A kind of anti-tumor immune cell that can help fight obesity and the metabolic syndrome that causes diabetes has been discovered by researchers at Trinity College in Dublin.

According to the report published in Immunity, by Marie Curie Fellow and Lydia Lynch from Trinity College, Dublin Ireland, along with experts from Beth Israel Deaconess Medical Centre and St Vincent’s University Hospital, invariant natural killer T-cells (iNKT), immune cells that fight malignancy, disappear when humans become overweight, but can be restored after losing weight.

The authors have determined that treatments to jumpstart iNKT cells can help to keep weight off and control diabetes and metabolic diseases. Previously, iNKT were thought to be found infrequently in humans, however, the recent study has discovered that there are a great number of them found in omental fat in humans.

Dr Lynch, one of the authors of the study, said :

“We then found a large population of iNKT cells in fat tissue from mice. Now we have identified a role for these cells in the regulation of body weight and the metabolic state likely by regulating inflammation in adipose tissue.”

In addition to these findings, they also found that a lipid named alpha-galactosylceramide (aGC) can greatly impact weight loss, fatty liver disease, metabolism, and can reverse diabetes by strengthening cells that are damaged.

The study began in 2007, when Dr Lynch teamed up with Professor Donal O’Shea at the Obesity Clinic at St Vincent’s University Hospital in Dublin where she made obese people’s immune systems the center of her attention. All of the data on the humans came from Irish patients, and was moved to Boston.

She said: “We knew that not only did obese patients have more heart attacks and a greater incidence of type 2 diabetes than lean individuals, but they also developed more infections than non-obese individuals.”

Each patient had their blood taken, revealing that iNKT cells, as well at NKT cells, were lowered and when fat tissue was studied among a group of obese people. Patients who had dropped weight after bariatric surgery showed an increase in iNKY cells, bringing them to normal levels.

During the new trial, the experts conducted a number of experiments on animals in order to determine if their theories about iNKT affecting fat tissue regulation were correct.

Other studies, by Professor Mark Exley and Cliona O’Farrelly, had reported large numbers of iNKT cells found in human and mouse liver tissue. Therefore, the experts wanted to prove that mice also harboured these cells in fat.

When they found a great deal of iNKT cells, the team put the mice on a diet rich in high-fat, and analyzed the results.

“We found load of them”, said Dr. Lynch. “We actually reversed the diabetes, and even though the mice continued to eat a high fat diet, they lost one to two grams of weight (normal mouse weight being 20 to 25grams, and exhibited a host of features that suggested reduced inflammation, including improved insulin sensitivity, lower triglycerides and leptin, and shrunken adipocytes.

Similar to the human subjects we had previously studied, the animals lost their iNKT cells when they became obese. Once we took them off this diet and put them back on a normal standard-fat diet, they lost the weight – and their iNKT cells increased.”

For their next investigation, the team wanted to find out the role of iNKT cells by analyzing two different kinds of mice, both which had a lack of iNKT cells, and one group of control mice, all on high-fat diets.

The authors then removed the iNKT in the normal mice and put them into the NKT-deficient mice.

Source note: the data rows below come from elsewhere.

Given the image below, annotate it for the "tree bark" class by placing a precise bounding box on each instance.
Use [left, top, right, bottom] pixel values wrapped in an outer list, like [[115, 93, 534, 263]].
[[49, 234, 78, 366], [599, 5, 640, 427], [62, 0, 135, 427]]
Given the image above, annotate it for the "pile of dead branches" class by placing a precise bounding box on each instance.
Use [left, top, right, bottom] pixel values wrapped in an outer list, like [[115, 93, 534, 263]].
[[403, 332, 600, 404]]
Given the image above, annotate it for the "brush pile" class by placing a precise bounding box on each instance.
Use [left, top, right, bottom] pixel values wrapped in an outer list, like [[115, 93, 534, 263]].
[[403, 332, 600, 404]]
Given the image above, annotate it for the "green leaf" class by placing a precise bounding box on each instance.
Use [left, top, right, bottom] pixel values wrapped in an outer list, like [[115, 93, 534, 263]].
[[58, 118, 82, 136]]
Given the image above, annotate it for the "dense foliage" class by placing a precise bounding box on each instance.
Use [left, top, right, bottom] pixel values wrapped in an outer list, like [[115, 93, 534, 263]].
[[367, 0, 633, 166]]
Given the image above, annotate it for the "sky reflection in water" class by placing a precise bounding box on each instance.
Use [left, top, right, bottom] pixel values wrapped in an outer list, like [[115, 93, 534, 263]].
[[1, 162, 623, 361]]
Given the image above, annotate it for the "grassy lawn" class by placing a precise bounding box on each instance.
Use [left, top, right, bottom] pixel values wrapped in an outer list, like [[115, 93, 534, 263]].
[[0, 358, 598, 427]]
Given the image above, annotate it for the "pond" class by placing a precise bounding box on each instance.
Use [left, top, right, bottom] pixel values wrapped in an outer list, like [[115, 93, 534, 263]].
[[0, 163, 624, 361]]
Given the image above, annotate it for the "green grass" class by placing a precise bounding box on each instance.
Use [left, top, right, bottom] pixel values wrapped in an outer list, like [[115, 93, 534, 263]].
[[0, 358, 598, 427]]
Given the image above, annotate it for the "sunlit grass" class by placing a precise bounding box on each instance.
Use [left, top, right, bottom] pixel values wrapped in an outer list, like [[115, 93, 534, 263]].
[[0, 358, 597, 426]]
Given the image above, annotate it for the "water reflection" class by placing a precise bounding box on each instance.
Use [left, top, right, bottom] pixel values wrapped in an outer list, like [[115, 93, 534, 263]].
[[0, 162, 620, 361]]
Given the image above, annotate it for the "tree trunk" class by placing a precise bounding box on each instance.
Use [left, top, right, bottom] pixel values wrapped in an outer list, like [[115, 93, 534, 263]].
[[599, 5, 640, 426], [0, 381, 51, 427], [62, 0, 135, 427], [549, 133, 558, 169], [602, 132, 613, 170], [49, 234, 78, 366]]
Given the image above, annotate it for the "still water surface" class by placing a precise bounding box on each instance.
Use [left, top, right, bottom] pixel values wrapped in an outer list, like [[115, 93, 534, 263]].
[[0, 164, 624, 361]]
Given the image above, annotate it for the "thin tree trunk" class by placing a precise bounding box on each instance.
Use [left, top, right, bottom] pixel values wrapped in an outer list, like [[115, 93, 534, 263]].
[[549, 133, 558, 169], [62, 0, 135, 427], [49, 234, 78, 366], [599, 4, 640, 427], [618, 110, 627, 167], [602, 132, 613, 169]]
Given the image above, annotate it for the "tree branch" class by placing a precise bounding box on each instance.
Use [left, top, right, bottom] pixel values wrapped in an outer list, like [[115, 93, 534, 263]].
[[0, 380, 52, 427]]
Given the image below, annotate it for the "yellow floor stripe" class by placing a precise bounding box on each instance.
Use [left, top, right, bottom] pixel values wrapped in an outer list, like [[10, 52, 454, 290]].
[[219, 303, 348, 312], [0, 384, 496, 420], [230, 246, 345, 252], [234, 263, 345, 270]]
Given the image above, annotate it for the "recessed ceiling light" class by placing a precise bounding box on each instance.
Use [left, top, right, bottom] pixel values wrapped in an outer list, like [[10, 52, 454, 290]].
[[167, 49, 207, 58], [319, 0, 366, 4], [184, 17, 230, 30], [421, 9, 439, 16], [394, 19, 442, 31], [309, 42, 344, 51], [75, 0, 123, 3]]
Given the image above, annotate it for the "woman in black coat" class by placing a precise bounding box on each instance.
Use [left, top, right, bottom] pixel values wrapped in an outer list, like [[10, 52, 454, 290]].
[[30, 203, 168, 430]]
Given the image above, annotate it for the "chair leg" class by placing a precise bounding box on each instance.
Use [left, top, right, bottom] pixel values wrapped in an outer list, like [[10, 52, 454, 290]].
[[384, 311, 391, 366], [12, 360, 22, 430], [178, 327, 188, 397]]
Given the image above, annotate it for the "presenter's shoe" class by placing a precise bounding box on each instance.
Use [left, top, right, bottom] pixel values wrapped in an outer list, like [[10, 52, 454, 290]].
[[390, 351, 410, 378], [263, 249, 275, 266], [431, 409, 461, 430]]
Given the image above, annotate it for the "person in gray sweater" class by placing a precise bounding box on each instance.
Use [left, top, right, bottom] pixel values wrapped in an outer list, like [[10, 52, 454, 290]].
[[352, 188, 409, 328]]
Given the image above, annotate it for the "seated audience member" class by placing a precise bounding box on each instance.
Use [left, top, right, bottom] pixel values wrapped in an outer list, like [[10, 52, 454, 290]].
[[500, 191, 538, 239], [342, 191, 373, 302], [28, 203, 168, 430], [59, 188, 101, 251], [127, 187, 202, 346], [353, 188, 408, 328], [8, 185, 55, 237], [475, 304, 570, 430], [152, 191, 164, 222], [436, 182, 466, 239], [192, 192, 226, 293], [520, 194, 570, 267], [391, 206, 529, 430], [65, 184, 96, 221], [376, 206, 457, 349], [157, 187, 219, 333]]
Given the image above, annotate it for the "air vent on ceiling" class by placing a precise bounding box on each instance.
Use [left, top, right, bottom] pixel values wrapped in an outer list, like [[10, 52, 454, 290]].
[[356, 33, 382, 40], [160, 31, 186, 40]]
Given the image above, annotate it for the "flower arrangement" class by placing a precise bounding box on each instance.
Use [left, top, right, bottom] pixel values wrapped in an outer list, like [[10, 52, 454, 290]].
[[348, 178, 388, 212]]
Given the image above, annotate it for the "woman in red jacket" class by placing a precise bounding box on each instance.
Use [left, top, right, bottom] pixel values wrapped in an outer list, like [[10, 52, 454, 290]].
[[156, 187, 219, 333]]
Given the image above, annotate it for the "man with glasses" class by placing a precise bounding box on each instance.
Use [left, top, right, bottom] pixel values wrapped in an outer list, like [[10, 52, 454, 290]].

To determine whether the iNKT cells that were left over in obesity could be activated to benefit metabolism, the experts tested aGC, which is a lipid capable of activating iNKT cells.

Giving just one dose of aGC resulted in a significant advance in fatty liver diseae and metabolism, dramatic weight loss, and diabetes reversal.

Exley continued: “aGC has been tested in clinical trials for the treatment of certain cancers, including melanoma, and proven safe and produced few side effects in humans. The effect of NKT stimulation, whether by aGC or other means, on weight loss, obesity, and metabolic disorder has not been investigated until now and may provide a new avenue for the treatment of obesity and metabolic syndrome, which have now reached epidemic proportions worldwide.”